But if she is expecting a raucous birthday party like last time, Her Royal Highness will be disappointed. In fact, the word "celebration" has been stricken from the proceedings, and the event will for the first time include commemorations of the settlement's darker effects, including Indian subjugation and African slavery.

The shift is a reflection of an America that has moved into middle age, more prone to self-reflection and even self-doubt, and shaping its jubilees accordingly, historians say. Critics, however, say throwing a "noncelebration" is an offensive way to remember the legacy of Jamestown.

"The 1957 visit by the queen was the antiseptic version," says Peter Wallenstein, a history professor at Virginia Tech University in Blacksburg. "Jamestown has since come to symbolize both the beginnings of slavery and democracy, the downside and upside, which makes it harder to be full-throated celebratory."

Organizers say this year's event is meant to be more inclusive than ones in the past, especially the 1957 one, from which some blacks were excluded and the fate of Indians was hardly mentioned.

The result is several VIP visits – Vice President Dick Cheney and former Supreme Court Justice Sandra Day O'Connor will tour Friday with the queen; President Bush is due for the main events next weekend – as well as the Revs. Jesse Jackson and Al Sharpton who spoke at a February forum and who harshly criticized Jamestown's 400-year-old legacy.

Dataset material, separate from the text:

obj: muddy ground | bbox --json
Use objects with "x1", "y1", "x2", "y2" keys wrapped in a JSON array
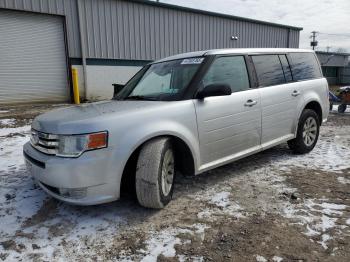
[{"x1": 0, "y1": 105, "x2": 350, "y2": 261}]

Moreover, it was no surprise to many that Virginia's legislature chose this year to apologize for its role in the "peculiar institution," a trend that has caught on in other former slaveholding Southern states.

At the same time, what organizers call a more "sophisticated" message won't take away from the ultimate goal of the quadricentennial, which is for Virginia to reassert Jamestown's influence and to say, "We were really first, and we really did set the thing up, and every step of the way we played a powerful role in shaping the nation," says Mr. Wallenstein.

To be sure, Jamestown still plays second fiddle to the later Pilgrims of Massachusetts Bay, who didn't set up a permanent shop in Plymouth until 1620, 13 years after Jamestown. Plymouth had the rock while Jamestown had muddy banks; the Pilgrims were spiritualists while the Jamestown folk were, at heart, capitalists; the Pilgrims had a feast while the early Virginians had a fast.

Upon their arrival in three awkwardly named ships, the local Indian chief, Powhatan, wondered wisely about their motives, which included the first inklings of Manifest Destiny, while John Smith, the prolific and self-aggrandizing chronicler of the settlement, waxed on about visions of the "new Rome" (he had of course visited the old one).